Tuesday, March 22, 2011

Ipods and Ipads and all kinds of fun.... oh my....

I spent last night pondering ways to make my students speak English after they leave my classroom. I love homework. I especially love homework when it has more of a purpose than just assigning homework for the sake of having homework. On the other hand, there are days when I do want to assign homework just for the sake of it. I want homework to be the norm and expectation in my class, not something unusual. I think the iPods are going to make it just that.

We are studying adjectives right now. I usually do this in conjunction with some sort of a content-area lesson, but this time I'm just studying adjectives for the sake of studying adjectives.

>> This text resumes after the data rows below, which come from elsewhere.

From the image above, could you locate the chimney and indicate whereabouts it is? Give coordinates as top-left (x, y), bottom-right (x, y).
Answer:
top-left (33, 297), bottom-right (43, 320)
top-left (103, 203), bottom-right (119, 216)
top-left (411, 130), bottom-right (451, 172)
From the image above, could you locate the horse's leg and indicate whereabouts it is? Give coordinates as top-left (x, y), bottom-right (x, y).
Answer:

Of course, later on they'll need these words when we are comparing things in science or talking about different countries in social studies, but for now we're just learning some adjectives.

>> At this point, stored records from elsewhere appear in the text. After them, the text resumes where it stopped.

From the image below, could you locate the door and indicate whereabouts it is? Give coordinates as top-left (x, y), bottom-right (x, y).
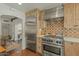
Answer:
top-left (64, 3), bottom-right (75, 28)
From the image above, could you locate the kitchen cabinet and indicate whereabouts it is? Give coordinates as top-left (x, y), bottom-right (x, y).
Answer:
top-left (26, 9), bottom-right (38, 52)
top-left (26, 9), bottom-right (44, 54)
top-left (64, 3), bottom-right (79, 29)
top-left (64, 4), bottom-right (75, 28)
top-left (36, 37), bottom-right (43, 54)
top-left (75, 3), bottom-right (79, 28)
top-left (36, 11), bottom-right (44, 54)
top-left (64, 41), bottom-right (79, 56)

So this morning I had them build a vocabulary notebook of some adjectives I think are most common. We took pictures from a photo dictionary and pasted them into their notebooks, and they wrote the adjectives next to the pictures. Then, we dug through some other magazines to find the words that had not been listed in their dictionaries. Students got to present their photo concepts of young and old and short and tall to the class. We followed that with some practice constructing some sentences orally. "The baby is young. The mother is old." We're not doing comparatives yet. We are just learning the vocabulary.

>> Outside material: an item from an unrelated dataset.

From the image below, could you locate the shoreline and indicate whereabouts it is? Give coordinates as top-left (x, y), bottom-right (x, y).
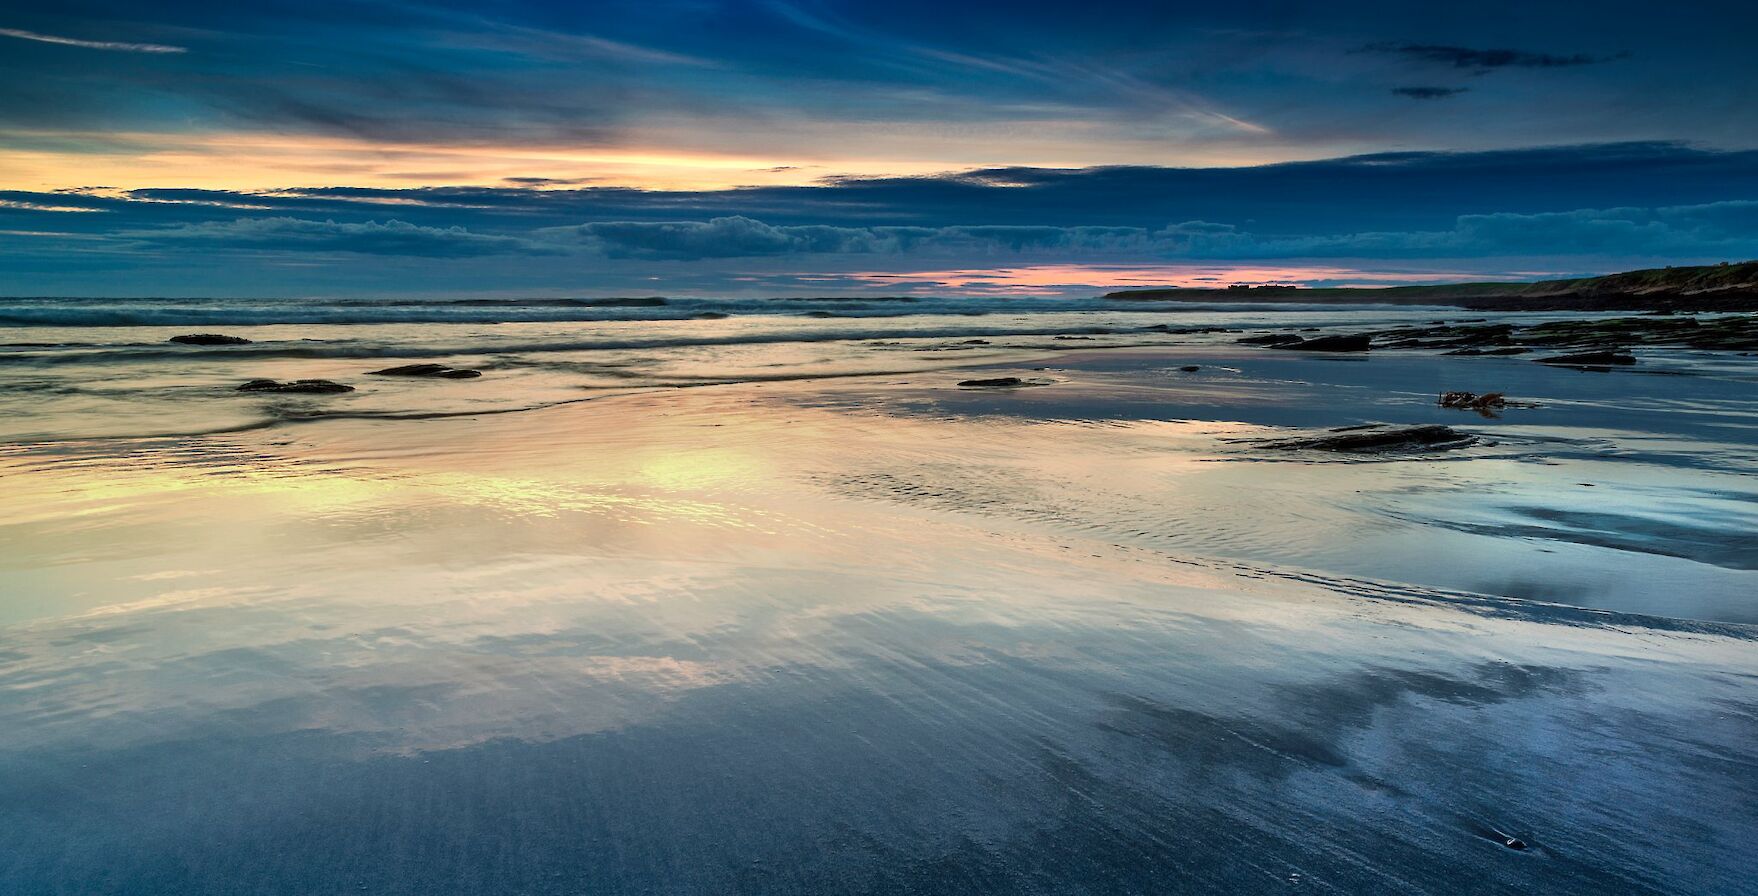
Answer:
top-left (4, 303), bottom-right (1756, 893)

And then the cool part. I challenged the kids to take their iPod touches somewhere in the room and to videotape themselves making a comparison. They could do any of the vocabulary that we had done in class that morning, and they came up with some good stuff. The keys were to find two things and then orally compare them on the video so that they could be heard clearly saying the sentences. The kids really got a kick out of it.

Homework? Five more comparisons at home tonight. And they have to teach at least two of those words to someone in their family. I'm checking on the video comparison, not on the teaching. But I think it will be good.